Я тогда ей и сказал то, о чем моя-то разлюбезная только намекнула, а именно: любовь — она гордая. Она стлаником не стелется. Ну, а народ теперь другой. Дочка быстро поняла. Вот перед самой войной и поженились они со своим летчиком. Ну, выпить он оказался не дурак и как-то мне и признался: «Уступи мне, говорит, она в ту пору — бросил бы. А так не могу. Вижу, характер настоящий. Такой в жизни верить можно». Вот такие-то дела, Викторовна. И ты извини меня, может, я и грубо сегодня поступил, но только я видел: не в себе ты эти дни ходишь, и до греха, от которого вся жизнь может быть сломлена, тут, по-моему, недалеко было…
Огонек цигарки выхватил из темноты вислые усы Андрея Николаевича, его скуластое, тронутое резкими морщинами лицо. Валя встала на колени, на коленях заползла ему за спину, обняла его за шею и крепко прижалась к его широкой, мерно колышущейся спине. Все она поняла, все уже знала, и ей не хватало только слов, чтобы сказать что-нибудь очень хорошее этому человеку — не мужчине, не командиру, не товарищу по опасной работе, а просто человеку.
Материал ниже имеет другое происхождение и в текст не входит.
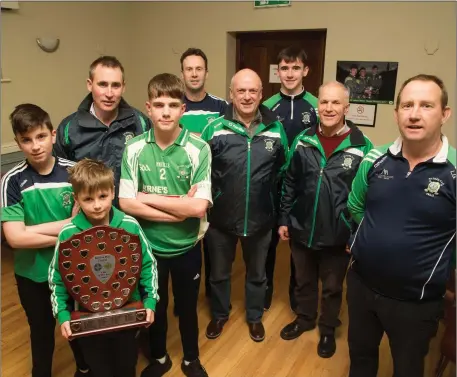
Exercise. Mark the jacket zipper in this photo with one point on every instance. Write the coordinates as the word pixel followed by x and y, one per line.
pixel 248 181
pixel 292 108
pixel 316 201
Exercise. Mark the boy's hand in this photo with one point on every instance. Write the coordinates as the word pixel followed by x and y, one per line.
pixel 65 329
pixel 75 209
pixel 283 232
pixel 141 196
pixel 149 317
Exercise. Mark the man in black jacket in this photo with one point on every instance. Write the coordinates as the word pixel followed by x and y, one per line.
pixel 104 121
pixel 313 213
pixel 248 148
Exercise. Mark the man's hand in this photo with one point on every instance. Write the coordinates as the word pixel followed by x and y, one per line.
pixel 192 191
pixel 149 317
pixel 75 209
pixel 283 232
pixel 65 329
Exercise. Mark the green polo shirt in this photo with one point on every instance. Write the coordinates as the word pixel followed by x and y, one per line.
pixel 171 172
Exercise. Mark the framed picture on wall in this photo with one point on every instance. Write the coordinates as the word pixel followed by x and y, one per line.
pixel 368 81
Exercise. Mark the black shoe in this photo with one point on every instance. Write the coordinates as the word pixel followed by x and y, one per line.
pixel 294 329
pixel 293 305
pixel 327 346
pixel 194 369
pixel 268 298
pixel 215 327
pixel 157 369
pixel 78 373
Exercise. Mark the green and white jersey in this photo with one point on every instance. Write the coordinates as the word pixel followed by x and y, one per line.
pixel 35 199
pixel 171 172
pixel 199 114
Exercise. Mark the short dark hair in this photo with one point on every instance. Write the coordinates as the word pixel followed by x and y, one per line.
pixel 191 51
pixel 425 77
pixel 166 84
pixel 105 61
pixel 90 175
pixel 28 116
pixel 291 54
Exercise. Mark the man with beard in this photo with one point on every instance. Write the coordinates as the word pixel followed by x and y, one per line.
pixel 296 109
pixel 104 121
pixel 201 109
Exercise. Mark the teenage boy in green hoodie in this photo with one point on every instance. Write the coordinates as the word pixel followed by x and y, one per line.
pixel 111 354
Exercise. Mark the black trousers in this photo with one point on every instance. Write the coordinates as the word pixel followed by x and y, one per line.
pixel 329 265
pixel 408 325
pixel 207 267
pixel 112 354
pixel 222 246
pixel 185 271
pixel 35 298
pixel 270 268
Они молчали. Их осторожно обходили рожденные ракетами тени, над ними все так же летели самолеты и с ласковым, шепелявым присвистом проносились снаряды. Андрей Николаевич начал натруженно сопеть, тело у него налилось и набрякло. Он осторожно пошевелил плечами и попросил:
— Ты это брось… А то знаешь… Не старый я еще… Не нужно…
Валя не могла понять его намеков, она все еще находилась в состоянии внутреннего очищения и просветления, очень похожего на то, в котором она была в дни, когда поняла, что страшная точка в затылке ушла и не вернется. Но она покорно отстранилась от Осадчего, отметив, однако, что ее ласковый порыв не принят. Но эта отметина быстро забылась, хотя и осталась зарубкой на будущую жизнь.
В ту ночь она неожиданно заснула и проснулась странно легкой и светлой. Даже Лариса заметила это и, как всегда, хмуро, придирчиво буркнула:
— Ты сегодня, как старуха после причастия, — тихая уж больно. — И, вздохнув, добавила: — Об Онищенко не думай, женился он недавно.
Валя промолчала.
7
В поиск по захвату контрольного пленного пошли два взвода дивизионной разведывательной роты.
Один взвод назывался группой захвата и должен был ворваться в траншеи противника, принять бой, захватить пленного либо на основном объекте — дзоте, либо на одном из запасных и под прикрытием второго взвода и средств усиления отойти к своим позициям. Этот второй взвод был разбит на несколько групп прикрытия и обеспечения, в которые вошли не только разведчики, но и саперы, пулеметчики, артиллерийские и минометные наблюдатели.